This is the windshield or other auto glass that you purchase from an automobile dealership authorized by the vehicle manufacturer to service your car. This glass is sourced from the same OEM distributor that manufactured your auto glass originally, and will often have the vehicle's make stamped on it. If you own a Mercedes and absolutely have to have the Mercedes logo on your replacement windshield, by all means go to your dealer.
OEM glass is made to the same specifications as dealer glass, but not necessarily by the same distributor. For example, OEM Ford windows are the same color, durability, thickness, size, and shape as the original windshield specs from Ford. Windows labeled "OEM" are virtually identical to dealer glass except they aren't always made by the same company that originally contracted with your vehicle manufacturer.
Why? Automobile companies change auto glass contracts from year to year, so the company that made your 1992 Chevy window glass may not be the same company that manufactured your 1997 Chevy window glass.
Let's say you need a new Honda windshield for your Accord. Your Honda window may have originally been produced by AP Tech, so that's the brand you'd get if you went to the dealer. But if you went to an auto glass shop, you'd get your Honda window from another reputable OEM distributor (Pilkington or PPG, for example) who makes the exact same windshield, to the same specifications. Because your windshield wasn't made by AP Tech, it doesn't qualify as dealer auto glass, but it's just as good. It's so good that if you return a leased vehicle with an OEM distributor windshield, it will still be accepted by the dealer.
All OEM distributors contract with one or more of the various car manufacturers, and that's what qualifies them as Original Equipment Manufacturers. OEM is a good choice for your Honda Accord unless you absolutely have to have the Honda logo on your windshield.

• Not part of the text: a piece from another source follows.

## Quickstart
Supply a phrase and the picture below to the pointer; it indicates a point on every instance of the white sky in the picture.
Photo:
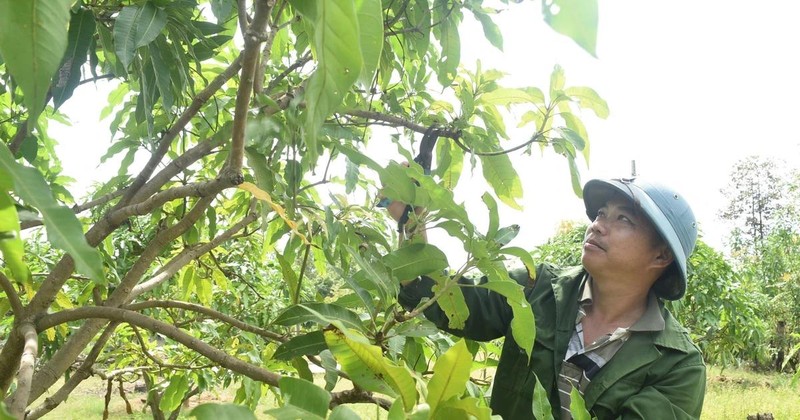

Aftermarket glass, also known as OEE glass (original equipment equivalent), is made by companies that do not contract with any car manufacturers. While aftermarket glass does cost less than OEM glass, it is also usually much lower quality—it may not fit very well in your vehicle and it will likely be thinner, resulting in reduced sound and thermal insulation. Most dealers will not accept aftermarket glass when you return a leased vehicle because the glass differs so much from the original design, and does not carry the same guarantees as OEM auto glass.